La ex Ministra de Finanzas de Nueva Zelanda, Ruth Richardson, estará en Guatemala a mediados de enero, coincidiendo su visita con la toma de posesión del nuevo presidente, Jimmy Morales. Nueva Zelanda es una buena referencia en materia de corrupción, ya que desde que arrancó el Índice de Percepción de Corrupción en 1995, consistentemente emerge como uno de los países más transparentes del mundo, si no el primero.

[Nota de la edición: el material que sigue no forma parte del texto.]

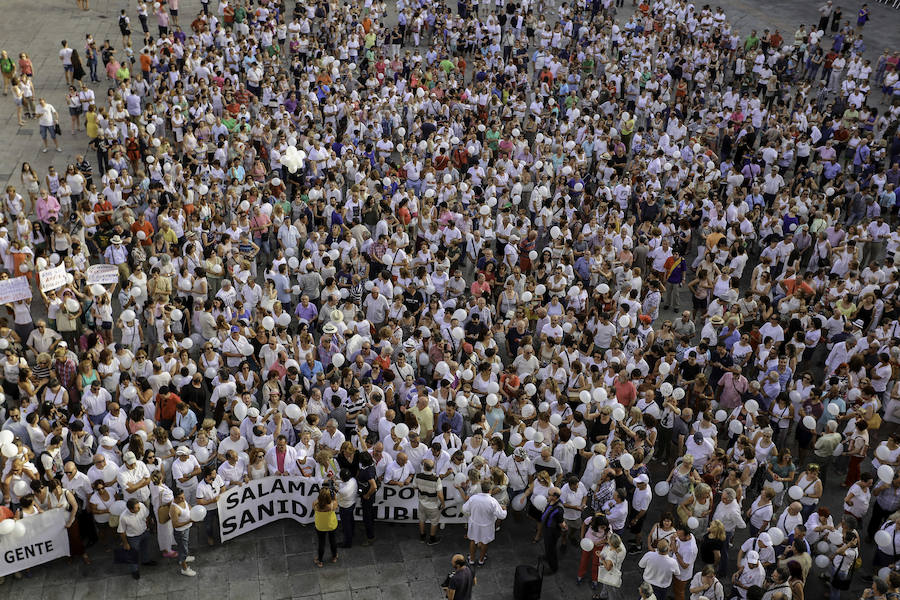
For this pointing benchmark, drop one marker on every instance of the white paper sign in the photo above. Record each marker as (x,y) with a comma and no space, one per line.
(45,539)
(14,289)
(102,274)
(53,278)
(270,499)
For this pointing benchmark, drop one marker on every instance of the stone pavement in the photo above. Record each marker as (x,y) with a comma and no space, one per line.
(276,561)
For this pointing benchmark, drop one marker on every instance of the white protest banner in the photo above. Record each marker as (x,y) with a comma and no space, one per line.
(53,278)
(102,274)
(45,539)
(14,289)
(270,499)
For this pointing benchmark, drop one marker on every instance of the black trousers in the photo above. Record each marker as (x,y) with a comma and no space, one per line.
(321,535)
(551,547)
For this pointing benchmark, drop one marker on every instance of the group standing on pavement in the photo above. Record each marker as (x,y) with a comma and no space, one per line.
(456,253)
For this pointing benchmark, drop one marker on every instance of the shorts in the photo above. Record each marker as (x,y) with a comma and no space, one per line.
(429,515)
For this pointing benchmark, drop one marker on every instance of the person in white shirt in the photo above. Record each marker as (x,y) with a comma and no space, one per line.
(180,516)
(400,471)
(185,469)
(47,120)
(685,553)
(135,536)
(134,478)
(208,491)
(640,502)
(659,569)
(573,497)
(483,511)
(748,575)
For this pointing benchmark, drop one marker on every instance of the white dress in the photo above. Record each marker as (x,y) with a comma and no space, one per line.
(483,511)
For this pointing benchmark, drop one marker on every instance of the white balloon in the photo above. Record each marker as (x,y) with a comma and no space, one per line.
(198,513)
(240,410)
(883,539)
(776,534)
(7,526)
(21,488)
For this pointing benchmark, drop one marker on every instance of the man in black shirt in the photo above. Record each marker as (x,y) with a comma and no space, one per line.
(368,485)
(461,582)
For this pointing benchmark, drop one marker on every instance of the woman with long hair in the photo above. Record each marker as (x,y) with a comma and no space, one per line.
(326,523)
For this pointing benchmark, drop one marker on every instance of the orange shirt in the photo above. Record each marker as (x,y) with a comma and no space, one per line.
(147,228)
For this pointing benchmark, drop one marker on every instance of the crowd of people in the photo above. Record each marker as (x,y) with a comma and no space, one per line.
(578,266)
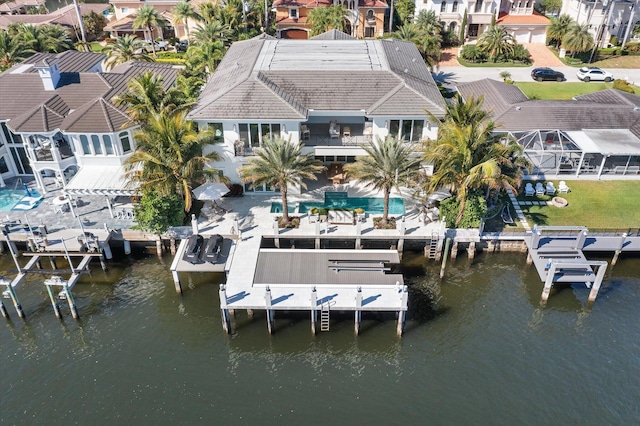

En la medición de Transparencia Internacional correspondiente al 2014, la última estadística disponible, Nueva Zelanda ocupa el segundo lugar con una calificación de 91. Guatemala se ubica en la casilla 115 de un total de 175 países, con un abismal punteo de 32. “Las comparaciones son odiosas”, dice la frase proverbial, y podríamos inventar excusas. Históricamente, Nueva Zelanda la tuvo fácil, porque su población de ovejas no corruptibles excedió el número de seres humanos. Además, las islas habitadas por los Maorí, se convirtieron en colonia inglesa en 1840, con lo cual heredaron un sistema de derecho consuetudinario y un gobierno parlamentario. Finalmente, es un país rico: su Producto Interno Bruto per cápita nominal de US$ 35,966, mientras el nuestro es de US$ 3,477.89.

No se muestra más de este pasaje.